Learned DBMS Components 2.0 - From Workload-Driven to Zero-Shot Learning

Carsten Binnig

Database management systems (DBMSs) are the backbone for managing large volumes of data efficiently and thus play a central role in business and science today. For providing high performance, many of the most complex DBMS components such as query optimizers or schedulers involve solving non-trivial problems. To tackle such problems, very recent work has outlined a new direction of so-called learned DBMS components where core parts of DBMSs are being replaced by machine learning (ML) models which has shown to provide significant performance benefits. However, a major drawback of the current workload-driven learning approaches to enable learned DBMS components is that they not only cause very high overhead for training an ML model to replace a DBMS component but that the overhead occurs repeatedly which renders these approaches far from practical. Hence, in this talk we present our vision to tackle the high costs and inflexibility of workload-driven learning called Learned DBMS Components 2.0. First, we introduce data-driven learning where the idea is to learn the data distribution over a complex relational schema. In contrast to workload-driven learning, no large workload has to be executed on the database to gather training data. While data-driven learning has many applications such as cardinality estimation or approximate query processing, many DBMS tasks such as physical cost estimation cannot be supported. We thus propose a second technique called zero-shot learning which is a general paradigm for learned DBMS components. Here, the idea is to train models that generalize to unseen data sets out-of-the-box. The idea is to train a model that has observed a variety of workloads on different data sets and can thus generalize. Initial results on the task of physical cost estimation suggest the feasibility of this approach. Finally, we discuss further opportunities which are enabled by zero-shot learning.

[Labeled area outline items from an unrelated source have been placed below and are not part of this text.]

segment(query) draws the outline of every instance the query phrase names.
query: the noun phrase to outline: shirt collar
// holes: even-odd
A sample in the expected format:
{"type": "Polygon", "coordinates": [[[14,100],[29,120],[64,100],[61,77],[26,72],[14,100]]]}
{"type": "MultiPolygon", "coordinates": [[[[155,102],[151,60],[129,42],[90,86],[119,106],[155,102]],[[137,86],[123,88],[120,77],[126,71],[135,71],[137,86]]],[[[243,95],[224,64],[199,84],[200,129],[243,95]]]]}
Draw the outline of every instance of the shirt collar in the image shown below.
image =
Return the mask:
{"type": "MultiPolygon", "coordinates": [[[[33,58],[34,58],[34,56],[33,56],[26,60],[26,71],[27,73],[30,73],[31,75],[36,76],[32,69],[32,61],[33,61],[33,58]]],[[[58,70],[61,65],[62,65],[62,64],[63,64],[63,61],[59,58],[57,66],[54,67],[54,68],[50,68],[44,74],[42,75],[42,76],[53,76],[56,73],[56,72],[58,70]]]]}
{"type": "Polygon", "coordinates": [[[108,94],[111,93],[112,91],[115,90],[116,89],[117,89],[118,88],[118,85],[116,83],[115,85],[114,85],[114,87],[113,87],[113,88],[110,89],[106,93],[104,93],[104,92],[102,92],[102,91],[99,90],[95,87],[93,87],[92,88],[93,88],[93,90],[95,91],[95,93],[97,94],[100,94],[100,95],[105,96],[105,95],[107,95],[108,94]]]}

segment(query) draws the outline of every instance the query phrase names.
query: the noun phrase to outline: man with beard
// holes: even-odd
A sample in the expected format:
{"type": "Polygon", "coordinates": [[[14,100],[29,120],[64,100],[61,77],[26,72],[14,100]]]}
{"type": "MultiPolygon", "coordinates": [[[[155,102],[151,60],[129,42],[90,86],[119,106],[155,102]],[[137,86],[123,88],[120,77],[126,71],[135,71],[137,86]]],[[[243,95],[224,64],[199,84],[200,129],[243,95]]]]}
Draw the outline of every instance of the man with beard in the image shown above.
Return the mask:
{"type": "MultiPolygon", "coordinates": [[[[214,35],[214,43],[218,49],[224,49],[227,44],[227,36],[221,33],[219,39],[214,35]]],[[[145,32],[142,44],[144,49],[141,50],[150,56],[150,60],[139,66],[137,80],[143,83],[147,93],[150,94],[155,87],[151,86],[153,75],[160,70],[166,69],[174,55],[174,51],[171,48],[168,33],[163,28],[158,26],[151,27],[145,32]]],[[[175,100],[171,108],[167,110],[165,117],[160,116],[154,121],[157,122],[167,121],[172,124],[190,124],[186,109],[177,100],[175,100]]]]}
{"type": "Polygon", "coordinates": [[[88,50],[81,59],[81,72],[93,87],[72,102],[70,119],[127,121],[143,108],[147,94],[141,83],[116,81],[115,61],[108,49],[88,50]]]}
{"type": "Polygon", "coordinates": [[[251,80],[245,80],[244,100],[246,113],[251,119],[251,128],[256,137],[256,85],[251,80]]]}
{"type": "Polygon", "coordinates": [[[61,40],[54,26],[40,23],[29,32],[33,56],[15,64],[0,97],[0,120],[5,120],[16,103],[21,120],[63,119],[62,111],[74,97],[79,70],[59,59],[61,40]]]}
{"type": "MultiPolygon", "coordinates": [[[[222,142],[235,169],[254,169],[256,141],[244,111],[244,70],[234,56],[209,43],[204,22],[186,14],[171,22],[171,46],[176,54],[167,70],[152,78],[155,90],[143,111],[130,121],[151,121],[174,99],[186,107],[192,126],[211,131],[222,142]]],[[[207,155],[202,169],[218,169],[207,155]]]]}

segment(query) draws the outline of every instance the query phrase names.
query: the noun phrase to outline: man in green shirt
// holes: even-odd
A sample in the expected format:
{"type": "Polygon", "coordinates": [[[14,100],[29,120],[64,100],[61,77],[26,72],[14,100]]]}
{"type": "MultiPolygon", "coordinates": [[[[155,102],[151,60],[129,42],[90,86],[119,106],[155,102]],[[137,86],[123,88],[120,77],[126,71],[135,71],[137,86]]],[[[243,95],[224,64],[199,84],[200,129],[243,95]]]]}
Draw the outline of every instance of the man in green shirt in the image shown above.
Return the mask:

Carsten Binnig is a Full Professor in the Computer Science department at at TU Darmstadt and an Adjunct Associate Professor in the Computer Science department at Brown University. Carsten received his PhD at the University of Heidelberg in 2008. Afterwards, he spent time as a postdoctoral researcher in the Systems Group at ETH Zurich and at SAP working on in-memory databases. Currently, his research focus is on the design of scalable data management systems, databases and modern hardware as well as machine learning for scalable systems. His work has been awarded with a Google Faculty Award, as well as multiple best paper and best demo awards for his research.